To balance out the craziness he is undeniably generous too. I left laden down with black hamburg grapes and cherry tomatoes not to mention all the multiple hugs and kisses! And he was of course his usual entertaining self, telling me an outrageous story about eircom, a €5 bill and a hope to be published in Stub's Gazette!
Really, how could you not visit?

One man and his tunnel-spot the look of pride!
Still fruiting, still ripening and still being fed-tomatoes gone feral!

Thursday, 4 October 2012

End of the Tomato year

Excuse the upside down photo-again. This fecking blogger tool does something weird to my photos when it uploads them from the computer though for the life of me I can't figure out why!
Some people have tomatoes in their tunnels and glasshouses up until Christmas (Jack!)but I have always disliked the idea. For me tomatoes are strictly summer crops and once summer is very definitely over I'd rather be done with the tomatoes, clear them out and get stuck into winter crops instead. I like a very definite start and finish to everything so it won't surprise you that I'm not one of those people prone to nursing weak or ill plants either. Out they go, every few weeks or so when I have a major tidy up of the cold frame, the pots and now the glasshouse too. I feel great after it! So on Saturday, despite protests from my husband all of the tomato plants came out of the glasshouse, got stripped of their fruit, cut up and composted and the soil in their pots recycled as top dressing for the newest part of the garden. I'd love to say I washed the pots and put them away but unfortunately that job is still hanging over me.

Tigerella truss ripening through the glass

There was one exception to the tomato purge a Tigerella that Mary gave me. (thanks Mary!)It turned out to be the healthiest of all the tomato varieties I grew this year. It's leaves are still largely untouched by blight(unlike the rest that were riddled with it) and more to the point it has the best crop of the lot with a number of fine abundant trusses still ripening well on the plant. So the Tigerella was allowed to stay, along with chillies, peppers and aubergines that are still cropping well and an amazing little plant called a pepino melon pear that has fab tasting Chinese gooseberries.

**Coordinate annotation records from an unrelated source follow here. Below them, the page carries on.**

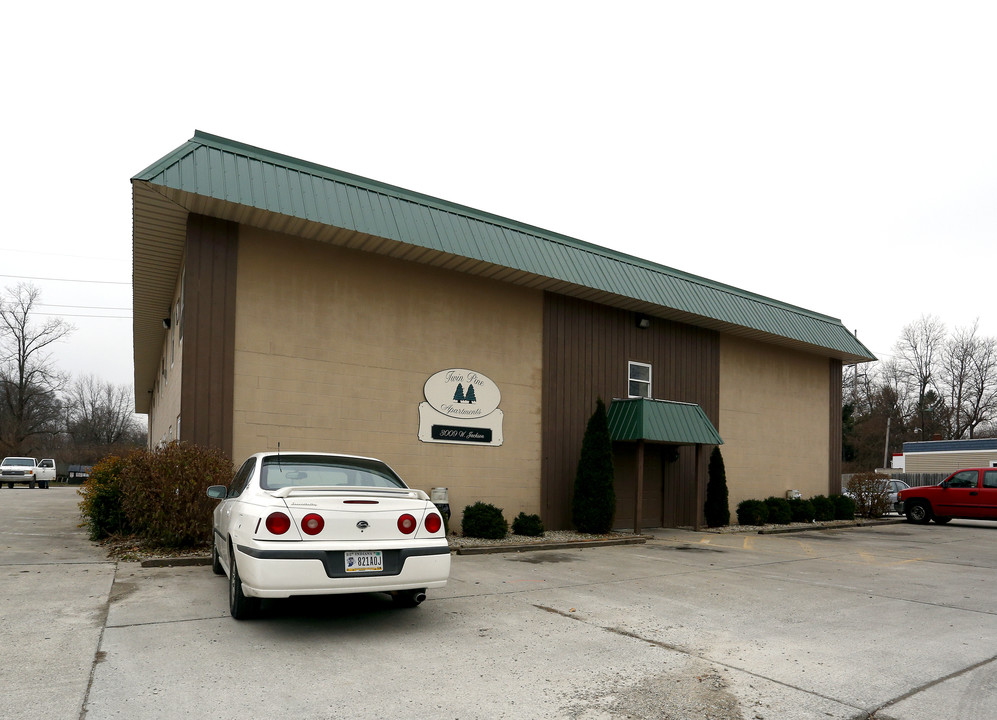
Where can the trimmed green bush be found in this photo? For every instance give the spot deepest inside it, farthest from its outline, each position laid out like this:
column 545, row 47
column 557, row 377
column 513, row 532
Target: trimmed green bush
column 802, row 510
column 717, row 506
column 752, row 512
column 528, row 525
column 594, row 501
column 484, row 520
column 100, row 507
column 844, row 507
column 164, row 492
column 823, row 508
column 779, row 511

Eileen explains about tomatoes to some of this years students

This week at Eileen's I was delighted to see that Eileen shared the idea and has stripped her tunnels of all but the last few plants to make way for winter crops. She is ripening the green ones in batches with bananas. If any of you have never heard of this trick the banana ripens other fruit because it produces lots of ethylene gas-a reason to keep it far away from the other fruit in your kitchen but to keep it cosy with green tomatoes in a drawer or brown bag if you want them to ripen within a week.

Eileen's tunnel collection basket for green tomatoes and cucumbers
I am now bracing myself for a visit to Jack this afternoon. Last night on the phone he told me the tunnel had gone "wild" because he allowed all the volunteer tomato plants to grow-Good God! I'm afraid of what I will see. He said he might not let me go down there-it must really be out of control! God job Mary Knockainey isn't coming with me she would give out yards to him.

Green tomatoes

If you find yourself stuck with a glut of green tomatoes that are refusing to ripen you can make a fantastic chutney out of them. There are lots of recipe's but I have made and really love this one by the great Hugh FW. It also calls for some other things you may have in abundance, courgettes, apples and onions.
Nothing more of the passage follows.